When she had threatened to throw him out after Hope was born, he had reflected on what his father would have done. First of all, his mother would never have given his Da an ultimatum. Second, if she had, his father would have got drunk and hit her. Then she would have hit him back. Patrick had never struck a woman in his life.
‘It started when Dermot came out of jail and joined the business.’
‘Go on.’
‘He knew a man who knew a man in Blackpool, and I knew a man who knew a man in CID. I started bringing stuff in from China and Dermot sold it on. I laundered the money, and Griffin made sure we didn’t get too much attention from the police.’
‘So what went wrong?’
‘The perils
of diversifying. That man I knew, the one who…’
‘Stop. Stop talking about A Man. Tell me who it is.’

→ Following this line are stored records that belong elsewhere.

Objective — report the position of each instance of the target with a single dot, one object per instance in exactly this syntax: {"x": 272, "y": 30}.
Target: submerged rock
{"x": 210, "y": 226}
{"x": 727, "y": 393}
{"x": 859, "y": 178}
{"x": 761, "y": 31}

‘I don’t know. I really don’t.’ He paused. ‘You know Dermot was arrested for the murder of that football fan?’
‘Yes. You said he was fitted up by the police.’
‘He was, he was. And he was going to sue their arses off when it came out that the police had tampered with the evidence.’
Francesca frowned at him. Was ‘arse’ a swear word? No matter. He’d avoid them from now on.
‘We were about to issue court papers,’ he continued, ‘when I got a phone call from a guy.’ Patrick held up his hands to ward off Fran’s intervention. ‘No more lies, honest to God. I really don’t know who it was. He had a posh voice, though, and he said that if we dropped the court case in return for a cash payment, he’d see we were all right.’
His wife frowned. ‘How could he do that?’
‘They’ve got very good connections. That’s all I know. I agreed to the deal, and the next day DC Griffin turned up with twice the amount of money they’d offered. Said it was an investment, and if I did business in a certain way, they’d watch my back. All I had to do was pay them a percentage of the profits. That’s how we could afford to start up Emerald Green Imports. Have you got any biscuits? I’m starving.’
Fran poured some more tea and brought a slice of Ma Lynch’s cake. Now that was one thing that his wife couldn’t compete on – nothing could beat his mother’s baking.
‘You were saying about diversification.’
She was relentless. Patrick chewed his cake slowly before continuing.
‘Do you remember Elizabeth’s last birthday party? I had to go out for a meeting.’
Fran nodded.
‘I actually met one of the guys. Their enforcer, I suppose. He told me we were going to start shifting the forged notes.’
‘Couldn’t you have said No?’
‘He was driving around Earlsbury with a great big gun in his car. I wasn’t inclined to argue. Not only that … he was from Belfast.’
Fran gave him a sharp look. She had always known that Patrick sympathised with the IRA, and that he had taken those sympathies as far as active support. ‘Does all this go back to when Donal and Solomon were killed?’